A leftist Harvard expert on "honesty" has apparently been falsifying data on numerous studies and I promise this isn't The Babylon Bee.
No, really. This story isn't satire. If you don't believe me, believe Bee CEO Seth Dillon:
A prominent Harvard behavioral scientist who undertook studies about honesty is under fire for allegedly fabricating papers that she worked on, according to a report.
Harvard Business School's Francesca Gino allegedly chalked up phony results tied to studies, including one focused on honest behavior, the New York Times reported.
She's been placed on leave, according to her business school web page, which the Times reported showed she was still on the job as recently as mid-May.
She has published 135 articles since 2007, according to the Chronicle for Higher Education.
Gino allegedly falsified data for at least 4 papers she co-authored.

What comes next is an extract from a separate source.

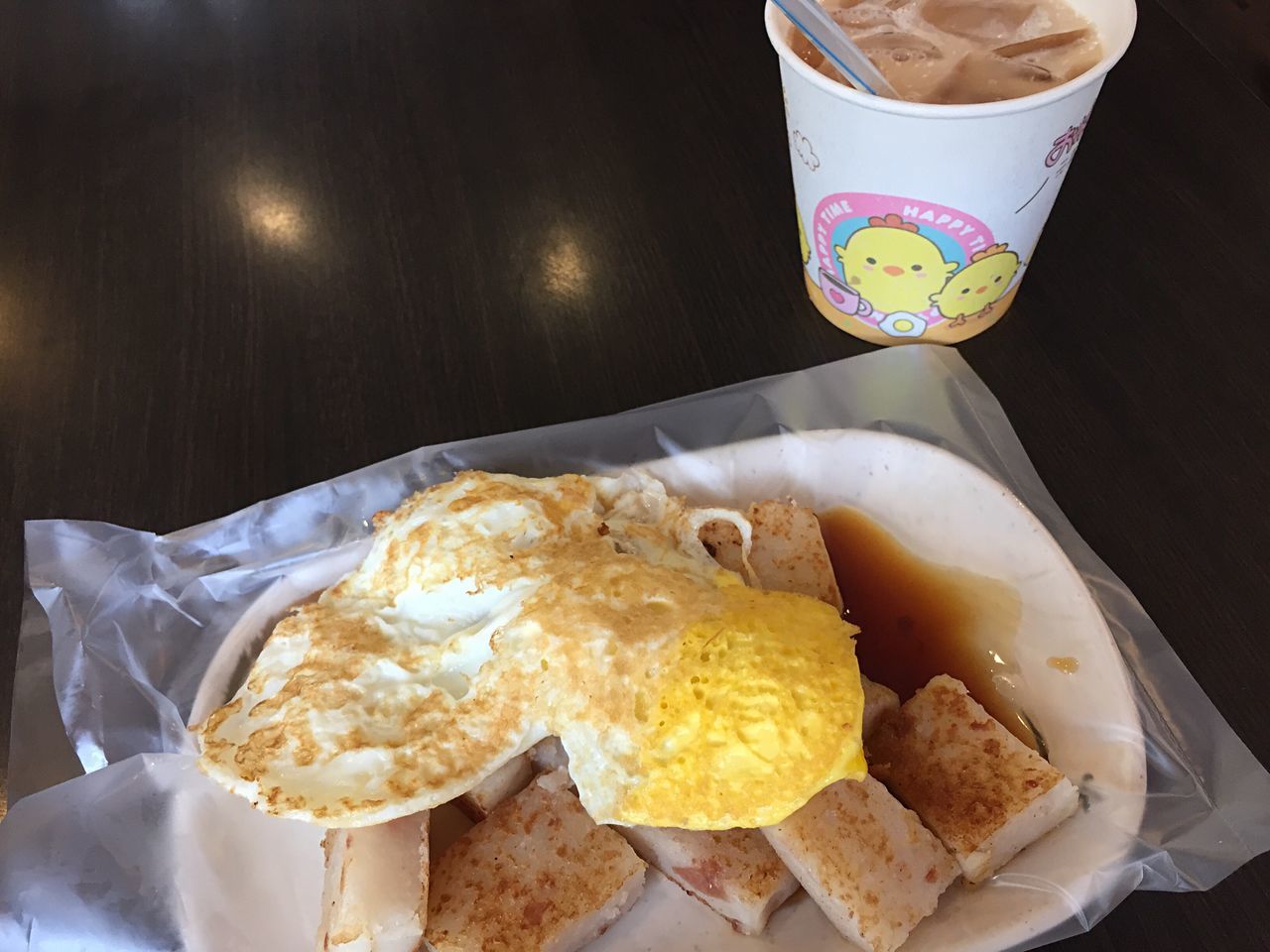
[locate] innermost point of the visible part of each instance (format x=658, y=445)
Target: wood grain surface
x=245, y=246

A blog called DataColada, run by three behavioral scientists (Uri Simonsohn, Leif Nelson and Joseph Simmons), detailed the evidence of fraud in a 2012 paper where Gino cited her own research.
The paper claimed that people who fill out tax forms or insurance documents are more honest if they attest to the truth of their responses at the top of the page instead of the bottom, the Times reported.
One of the experiments asked about 100 participants to complete a worksheet of 20 puzzles, and for every puzzle cracked they would get $1, the Times reported.
Participants later submitted a form saying how much money they earned from the puzzle-solving but were led to believe that they wouldn't get caught if they cheated.
The scientists alleged in the DataColada article that Gino had tampered with the data, citing further evidence in the same study where customers were asked to report the mileage of their cars to their insurance company. The three argued that the data seemed to have been created by someone instead of collected from respondents.
Apparently the evidence is strong enough to warrant a major shakedown in academia:
University of Pennsylvania Wharton School behavior scientist Maurice Schweitzer told the Times he was reviewing eight papers he worked with Gino on.
He noted others were doing the same.
The accusations lodged against Gino were leading to major "reverberations in the academic community" because Gino has "so many collaborators, so many articles, who is really a leading scholar in the field," he told the Times.
Gino has been honored as one of the top 40 Business Professors under 40 and has notched numerous awards.
Her studies have also been featured in an array of news articles and broadcasts.